N.h. : Comment se passe ce premier tri?
m.m. : C’est aussi colossal que palpitant. C’est là où le numéro commence à prendre forme. C’est une lourde tâche, car les gens y ont consacré du temps et je veux lire attentivement toutes les bonnes propositions. Plusieurs sont d’ailleurs excellentes. On est fiers de les assembler en un produit unique et plaisant.
N. h. : Mon article préféré se trouve dans le quatrième numéro, qui a pour thème l’absurdité. C’est l’histoire de deux pommes de terre, signée par une rédactrice du Vogue UK, Anna Cafolla : Mr. Tayto, une patate en peluche de deux mètres de haut, représente deux entreprises de croustilles séparées par la frontière irlandaise. Ce duel de mascottes traduit la complexité de l’identité irlandaise.
m.m. : Un des miens, c’est l’histoire d’une écrivaine qui, de retour au Moyen-Orient, se rend compte que tout ce qu’elle aime là-bas serait illégal au Canada en raison de la règlementation sur la sécurité alimentaire. J’ai apprécié la façon dont il a approfondi notre thématique, qui était la consommation (salutations aux personnes qui partagent mon horreur de la bureaucratie).
N. h. : C’est un peu le cas de tous nos articles préférés : ils interprètent le thème de manière intéressante. Dans le prochain numéro, consacré au design, on a un article sur le tout premier robot cueilleur de champignons et un autre sur la politique de la poche à douille, qui désentortille le lien entre décoration de gâteau et féminisme.
Notre équipe étant petite, la conception visuelle d’un numéro est plutôt intuitive. J’ouvre mon dossier de signets d’illustrateurs et de photographes pour voir quelles associations fonctionneraient le mieux. On essaie de faire correspondre chaque texte avec le bon collaborateur, puis de jouer avec l’ensemble.
On le laisse ouvert au cas où le destin viendrait s’en mêler. Par exemple, on avait quatre pages vides dans ce numéro, car je me suis trompée dans mes calculs. Je me suis replongée dans les reportages photo et il y en avait un qui convenait et qui n’avait pas encore été publié.

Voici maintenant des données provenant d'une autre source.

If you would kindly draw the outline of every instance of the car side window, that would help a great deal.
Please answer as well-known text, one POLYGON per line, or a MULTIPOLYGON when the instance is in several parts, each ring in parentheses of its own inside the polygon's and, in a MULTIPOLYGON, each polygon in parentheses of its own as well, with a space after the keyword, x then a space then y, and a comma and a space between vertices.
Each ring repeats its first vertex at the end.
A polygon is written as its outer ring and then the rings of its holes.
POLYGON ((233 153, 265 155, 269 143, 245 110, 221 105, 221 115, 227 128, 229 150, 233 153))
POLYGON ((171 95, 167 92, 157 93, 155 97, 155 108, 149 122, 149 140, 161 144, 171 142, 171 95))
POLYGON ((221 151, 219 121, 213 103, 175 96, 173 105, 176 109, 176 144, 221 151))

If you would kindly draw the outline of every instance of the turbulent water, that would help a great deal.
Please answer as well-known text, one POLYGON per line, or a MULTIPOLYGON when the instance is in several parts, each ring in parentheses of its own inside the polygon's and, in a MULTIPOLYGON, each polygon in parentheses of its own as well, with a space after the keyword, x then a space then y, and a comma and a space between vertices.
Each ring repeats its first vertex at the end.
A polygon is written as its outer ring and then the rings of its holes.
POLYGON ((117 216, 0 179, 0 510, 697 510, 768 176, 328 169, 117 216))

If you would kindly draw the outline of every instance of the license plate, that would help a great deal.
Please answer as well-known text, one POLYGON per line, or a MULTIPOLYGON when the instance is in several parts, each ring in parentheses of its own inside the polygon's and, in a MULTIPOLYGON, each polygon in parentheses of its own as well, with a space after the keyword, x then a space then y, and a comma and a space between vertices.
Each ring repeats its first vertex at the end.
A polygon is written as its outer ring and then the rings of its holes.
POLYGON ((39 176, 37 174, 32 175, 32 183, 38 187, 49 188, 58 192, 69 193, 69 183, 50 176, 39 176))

m.m. : Je me souviens de ce que tu as dit après avoir travaillé sur le premier numéro, que tu n’avais jamais eu autant de place, que ce magazine avait de la place pour respirer.
n.h.. : Des hectares de place. C’est un vrai bonheur. Je ne dirais pas que ce n’est pas du travail, mais c’est super agréable. As-tu pensé à rythmer le magazine comme un repas au départ?
m.m. : Ce n’était pas voulu, mais l’analogie est pertinente. Quand tu es arrivée, je me souviens que tu as dit qu’il avait un rythme uniforme et tu as eu l’idée de remaquetter ses premières pages. L’intro est maintenant plus courte, plus ludique et nous laisse plus de liberté.
N.H. : Je crois qu’on ne peut pas dire que ce n’était pas totalement voulu, parce qu’on a appelé cette section « Entrées ».
m.m. : On arrive ensuite à la partie la plus substantielle, où on réfléchit à l’équilibre, la composition, le rapport au thème. Puis on termine par quelque chose d’un peu décalé et ludique. Certains vont directement à cette dernière page – je pense au concours de légendes du New Yorker – comme si c’était le dessert.